Text: Danila Gulyaev

Stylist: Eka Frampol

A photo: Aleksey Naroditsky

Designer: Anna Zege

Magazine: N4 (104) 2006

What interior design is necessary for a man of significant age and position, if he lives in an apartment alone? He and the design needs a substantial, literally in fact, without embellishment and the knees. So that nothing distracts, but everything is

It is considered that women delve more into the subtleties of design, and it is important for men that everything be qualitative, functional and nonsense. In general, it is, but it is harder to please a man, because intelligent functionalism is a complicated style. Designer Anna Zege says that while working on this project, the bachelor’s apartment didn’t suit classical styles or Art Deco - a person does not particularly like the external showiness. But every detail in the interior had to be honed, or, more precisely, even sharpened under the everyday and spiritual needs of the owner. The design turned out to be formally simple, but far from simple.

First of all, the owner must have the opportunity to observe his possessions, to feel unity with the space, subordination and controllability of the latter. Therefore, the layout of the apartment combines openness with complex zoning. The kitchen, dining room, living room form a single room, but at the same time, the living room is partially separated by a conventional partition - rotating slats, like vertical blinds. The bedroom is combined with a study, and is separated from the common space by a sliding glass partition.

From the interior, the customer was required not just functionality, but representativeness without pomp. Friends often come to visit the apartment owner and have grown up children. The space should be sociable. The kitchen, for example, is made as part of the dining room, its function in this case is more like a bar than a room for culinary exploits - the owner himself practically does not cook. The design of the kitchen, as well as the dining room group, is pointedly masculine, wittyly laconic. However, the severity of severity, but without the actual design techniques, the interior would have been presen, so the author used contrasting, paradoxical details in this context. For example, an elaborate chandelier over the dining table and irregularly shaped lamps in the kitchen.

Thanks to a combination of rough matte and shiny lacquered surfaces, the interior seems to be playing and glinting. It also glares due to properly rhythmized contrasts of light and dark. Special attention is drawn to the deep and cold color of the walls, complemented by the warm tone of the wooden floor.

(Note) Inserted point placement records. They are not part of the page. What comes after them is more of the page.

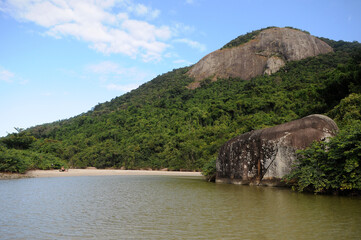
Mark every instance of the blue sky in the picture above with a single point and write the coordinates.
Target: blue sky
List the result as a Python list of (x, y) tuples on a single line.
[(60, 58)]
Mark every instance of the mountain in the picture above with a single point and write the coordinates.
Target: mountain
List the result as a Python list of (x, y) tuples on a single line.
[(265, 52), (165, 123)]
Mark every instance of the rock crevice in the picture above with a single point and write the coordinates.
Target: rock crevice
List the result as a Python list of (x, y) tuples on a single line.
[(265, 156)]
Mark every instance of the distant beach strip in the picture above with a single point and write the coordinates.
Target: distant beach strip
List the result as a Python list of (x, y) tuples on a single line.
[(95, 172)]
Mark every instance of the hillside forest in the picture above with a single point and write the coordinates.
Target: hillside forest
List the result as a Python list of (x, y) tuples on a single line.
[(163, 124)]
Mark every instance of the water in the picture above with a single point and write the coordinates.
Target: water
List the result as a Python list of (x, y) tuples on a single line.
[(165, 207)]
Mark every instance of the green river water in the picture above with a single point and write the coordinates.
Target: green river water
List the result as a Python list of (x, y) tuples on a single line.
[(167, 207)]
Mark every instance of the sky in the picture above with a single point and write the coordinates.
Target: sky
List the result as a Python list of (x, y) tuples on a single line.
[(60, 58)]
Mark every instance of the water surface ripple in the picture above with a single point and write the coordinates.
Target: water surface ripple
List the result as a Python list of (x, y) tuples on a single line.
[(168, 207)]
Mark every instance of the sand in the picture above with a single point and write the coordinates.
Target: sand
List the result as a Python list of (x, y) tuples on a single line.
[(105, 172)]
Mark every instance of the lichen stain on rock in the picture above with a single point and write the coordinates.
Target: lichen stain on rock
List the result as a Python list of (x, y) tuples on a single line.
[(265, 54), (264, 156)]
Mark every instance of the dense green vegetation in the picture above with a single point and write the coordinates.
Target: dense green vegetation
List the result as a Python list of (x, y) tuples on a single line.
[(331, 167), (163, 124)]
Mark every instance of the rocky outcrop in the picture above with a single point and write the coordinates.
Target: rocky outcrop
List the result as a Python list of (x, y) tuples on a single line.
[(265, 54), (265, 156)]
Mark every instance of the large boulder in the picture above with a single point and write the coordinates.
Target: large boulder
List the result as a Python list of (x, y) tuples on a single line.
[(265, 156), (265, 54)]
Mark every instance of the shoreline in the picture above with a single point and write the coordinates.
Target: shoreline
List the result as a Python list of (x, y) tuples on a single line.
[(95, 172)]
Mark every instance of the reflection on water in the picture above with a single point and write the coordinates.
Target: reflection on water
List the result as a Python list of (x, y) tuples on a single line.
[(165, 207)]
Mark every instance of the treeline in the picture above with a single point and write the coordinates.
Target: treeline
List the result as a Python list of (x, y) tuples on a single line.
[(163, 124)]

In the bedroom, contrasts are softened, colors and textures are friendlier to each other. Why all? Just because at the stage of the bedroom the bachelor-owner had the same life partner, who immediately made adjustments to this especially male interior.

Anna Zege: "The interior of this apartment was supposed to combine representativeness and simplicity, nondecoration. This is primarily a male interior, succinctly decorated, but with interesting technical details."